Thailand: Hours Before Vote For PM, Court Suspends Pita Limjaroenrat From Parliament
The court order came as Pita Limjaroenrat, the leader of Move Forward, was due to contest a parliamentary vote to become prime minister.
Hours before he was due to contest a parliamentary vote to become Thailand prime minister, the country's Constitutional Court suspended Pita Limjaroenrat from Parliament on Wednesday after accepting a case alleging he was unqualified to run in May's election, Reuters reported.
The court order came as Pita Limjaroenrat, the leader of Move Forward Party, was due to contest a parliamentary vote to become the next prime minister.
However, Move Forward Party said the suspension should not affect Pita's nomination for the prime ministerial vote. Under election rules, a suspended MP can still run for prime minister.
Earlier this month, Thailand's Election Commission urged the Constitutional Court to suspend Pita over allegations that he broke campaign rules as an MP.
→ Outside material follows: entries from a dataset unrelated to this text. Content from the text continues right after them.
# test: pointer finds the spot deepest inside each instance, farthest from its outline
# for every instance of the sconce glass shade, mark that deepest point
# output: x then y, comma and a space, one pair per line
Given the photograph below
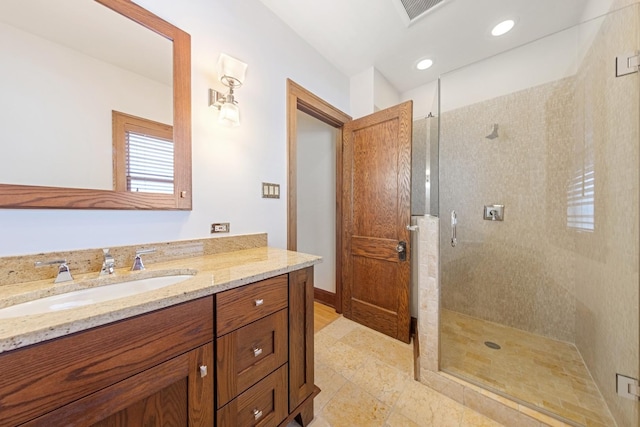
231, 72
229, 114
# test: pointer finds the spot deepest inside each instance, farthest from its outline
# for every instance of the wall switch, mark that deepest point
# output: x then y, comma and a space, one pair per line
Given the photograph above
220, 227
270, 191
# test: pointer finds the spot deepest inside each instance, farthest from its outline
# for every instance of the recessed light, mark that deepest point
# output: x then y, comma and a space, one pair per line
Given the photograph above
503, 27
424, 64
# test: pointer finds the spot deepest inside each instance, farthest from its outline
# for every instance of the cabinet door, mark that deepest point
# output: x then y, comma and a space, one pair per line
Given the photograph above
176, 393
300, 336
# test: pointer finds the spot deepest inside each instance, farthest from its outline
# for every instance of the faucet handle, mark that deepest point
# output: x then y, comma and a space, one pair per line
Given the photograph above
64, 275
109, 264
137, 261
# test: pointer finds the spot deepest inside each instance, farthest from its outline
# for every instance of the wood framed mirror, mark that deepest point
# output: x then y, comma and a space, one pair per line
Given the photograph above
46, 193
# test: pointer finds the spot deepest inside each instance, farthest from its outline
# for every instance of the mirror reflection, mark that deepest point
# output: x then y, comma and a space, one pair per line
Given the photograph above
67, 67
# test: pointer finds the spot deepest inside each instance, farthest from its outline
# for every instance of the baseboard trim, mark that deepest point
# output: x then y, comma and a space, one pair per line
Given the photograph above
325, 297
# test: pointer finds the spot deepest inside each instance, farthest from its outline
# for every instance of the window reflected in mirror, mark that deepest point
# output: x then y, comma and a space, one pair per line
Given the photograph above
144, 155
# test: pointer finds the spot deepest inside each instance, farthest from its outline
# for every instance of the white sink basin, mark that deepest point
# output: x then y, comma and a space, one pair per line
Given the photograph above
90, 296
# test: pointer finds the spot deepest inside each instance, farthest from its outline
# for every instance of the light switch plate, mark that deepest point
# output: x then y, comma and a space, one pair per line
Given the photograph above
220, 227
270, 190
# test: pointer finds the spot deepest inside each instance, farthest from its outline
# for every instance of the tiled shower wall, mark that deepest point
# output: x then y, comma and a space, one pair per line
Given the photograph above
512, 272
538, 270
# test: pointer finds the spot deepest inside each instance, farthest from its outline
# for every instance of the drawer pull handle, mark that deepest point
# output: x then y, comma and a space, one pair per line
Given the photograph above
257, 414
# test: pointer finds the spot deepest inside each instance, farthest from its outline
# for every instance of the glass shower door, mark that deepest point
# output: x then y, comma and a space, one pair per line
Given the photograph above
539, 159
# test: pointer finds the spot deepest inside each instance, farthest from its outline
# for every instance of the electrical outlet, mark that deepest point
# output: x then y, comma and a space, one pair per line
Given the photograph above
220, 227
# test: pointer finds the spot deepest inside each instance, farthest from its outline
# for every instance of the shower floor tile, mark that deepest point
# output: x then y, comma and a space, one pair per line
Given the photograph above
540, 371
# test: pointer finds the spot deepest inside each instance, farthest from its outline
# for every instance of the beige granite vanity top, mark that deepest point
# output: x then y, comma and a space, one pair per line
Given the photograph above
215, 273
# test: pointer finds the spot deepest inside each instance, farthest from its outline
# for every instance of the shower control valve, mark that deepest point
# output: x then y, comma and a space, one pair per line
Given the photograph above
494, 212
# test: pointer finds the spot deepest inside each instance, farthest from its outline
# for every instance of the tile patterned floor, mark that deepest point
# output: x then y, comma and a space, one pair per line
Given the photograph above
538, 370
367, 380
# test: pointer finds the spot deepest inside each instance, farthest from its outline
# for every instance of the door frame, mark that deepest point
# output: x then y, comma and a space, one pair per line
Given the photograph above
300, 99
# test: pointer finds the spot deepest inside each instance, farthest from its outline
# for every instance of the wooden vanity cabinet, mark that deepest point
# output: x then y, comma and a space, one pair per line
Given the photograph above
264, 352
132, 372
242, 357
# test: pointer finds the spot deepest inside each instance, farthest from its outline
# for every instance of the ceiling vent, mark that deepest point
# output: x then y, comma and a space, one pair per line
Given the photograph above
414, 9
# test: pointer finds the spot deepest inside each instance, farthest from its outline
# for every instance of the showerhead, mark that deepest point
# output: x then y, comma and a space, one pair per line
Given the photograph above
494, 132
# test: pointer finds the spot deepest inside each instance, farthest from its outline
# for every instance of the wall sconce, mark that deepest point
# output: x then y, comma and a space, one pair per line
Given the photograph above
231, 73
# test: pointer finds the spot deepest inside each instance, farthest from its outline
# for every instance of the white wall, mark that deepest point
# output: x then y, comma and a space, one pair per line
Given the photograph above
362, 93
425, 99
316, 196
229, 164
384, 94
542, 61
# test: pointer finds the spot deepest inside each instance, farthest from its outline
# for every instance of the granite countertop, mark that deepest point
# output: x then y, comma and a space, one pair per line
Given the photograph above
213, 273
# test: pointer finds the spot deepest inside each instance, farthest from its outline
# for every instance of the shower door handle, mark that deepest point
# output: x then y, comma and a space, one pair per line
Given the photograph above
454, 225
402, 251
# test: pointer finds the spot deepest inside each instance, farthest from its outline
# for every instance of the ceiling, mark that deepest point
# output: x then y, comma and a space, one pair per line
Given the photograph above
356, 35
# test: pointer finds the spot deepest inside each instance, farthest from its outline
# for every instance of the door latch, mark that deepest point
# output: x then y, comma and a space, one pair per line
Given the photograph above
402, 250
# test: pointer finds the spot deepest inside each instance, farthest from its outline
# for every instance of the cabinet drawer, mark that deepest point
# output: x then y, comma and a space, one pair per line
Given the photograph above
248, 354
263, 405
238, 307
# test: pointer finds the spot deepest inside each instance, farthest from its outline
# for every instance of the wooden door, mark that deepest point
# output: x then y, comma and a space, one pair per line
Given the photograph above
376, 211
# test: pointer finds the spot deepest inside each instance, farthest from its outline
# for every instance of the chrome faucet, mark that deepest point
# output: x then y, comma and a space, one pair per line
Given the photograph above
109, 264
137, 261
64, 275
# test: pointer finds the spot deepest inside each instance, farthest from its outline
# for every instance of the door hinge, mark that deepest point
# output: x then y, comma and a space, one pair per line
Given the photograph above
627, 387
627, 64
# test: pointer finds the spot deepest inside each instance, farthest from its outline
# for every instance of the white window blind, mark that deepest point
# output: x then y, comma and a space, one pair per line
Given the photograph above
581, 200
149, 163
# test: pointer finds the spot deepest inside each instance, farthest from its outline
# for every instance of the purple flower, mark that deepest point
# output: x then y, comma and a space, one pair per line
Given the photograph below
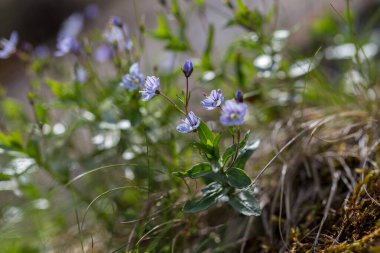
67, 45
103, 53
190, 124
8, 47
239, 97
214, 100
152, 85
134, 79
188, 68
233, 113
80, 74
116, 33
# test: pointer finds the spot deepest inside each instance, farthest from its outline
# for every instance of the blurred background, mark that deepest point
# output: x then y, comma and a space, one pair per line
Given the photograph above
38, 22
108, 113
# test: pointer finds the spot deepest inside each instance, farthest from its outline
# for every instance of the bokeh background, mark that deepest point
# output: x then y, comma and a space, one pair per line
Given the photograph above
38, 22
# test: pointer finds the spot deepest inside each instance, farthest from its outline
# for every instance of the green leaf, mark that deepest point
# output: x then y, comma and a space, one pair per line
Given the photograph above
246, 153
230, 151
245, 203
197, 171
4, 177
163, 30
237, 178
205, 134
210, 195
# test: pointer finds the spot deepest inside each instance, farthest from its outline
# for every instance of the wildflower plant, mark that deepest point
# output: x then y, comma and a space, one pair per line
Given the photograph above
223, 173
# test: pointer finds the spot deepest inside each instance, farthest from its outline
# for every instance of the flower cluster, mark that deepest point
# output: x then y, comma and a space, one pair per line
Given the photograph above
233, 111
151, 88
8, 47
134, 79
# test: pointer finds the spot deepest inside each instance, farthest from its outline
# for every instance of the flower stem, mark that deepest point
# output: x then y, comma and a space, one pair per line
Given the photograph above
187, 95
174, 104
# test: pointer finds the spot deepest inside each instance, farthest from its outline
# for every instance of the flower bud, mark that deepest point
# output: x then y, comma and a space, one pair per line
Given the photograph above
187, 68
239, 97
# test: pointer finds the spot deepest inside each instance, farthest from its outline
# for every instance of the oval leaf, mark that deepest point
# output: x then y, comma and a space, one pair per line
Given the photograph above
197, 171
245, 203
237, 178
210, 195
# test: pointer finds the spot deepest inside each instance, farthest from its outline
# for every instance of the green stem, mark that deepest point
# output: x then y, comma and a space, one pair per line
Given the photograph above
171, 102
187, 95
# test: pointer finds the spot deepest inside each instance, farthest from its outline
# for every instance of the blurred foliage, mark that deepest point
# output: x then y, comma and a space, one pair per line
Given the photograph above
87, 166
The EC has alleged that Pita should be disqualified because of his past ownership of shares in a media company, which violates electoral rules, Reuters reported.
Under Thailand's election rules, a candidate is prohibited from being an owner or shareholder of a media company.
Pita, 42, has argued his ownership of shares in a media company was not a violation of election rules. He said he had owned shares in Independent Television (iTV), which were inherited from his father. However, Pita said he transferred the shares from his ownership. Independent Television closed in 2007.
In the May election, Pita's progressive Move Forward Party (MFP) emerged as the single largest party, winning 151 of the 500 seats of Thailand's Parliament Lower House. The win was seen as voters rejecting the rule of military-linked parties that ran the kingdom for nearly a decade since the 2014 coup.
After its victory, Pita, a Harvard graduate and former tech executive, formed a coalition with seven other opposition parties and the alliance has 312 seats.
Pita needs the backing of more than half of the bicameral parliament to be endorsed as the next prime minister.
Last week, he lost the initial bid after being blocked by the army-appointed Senate in a joint vote on the premiership.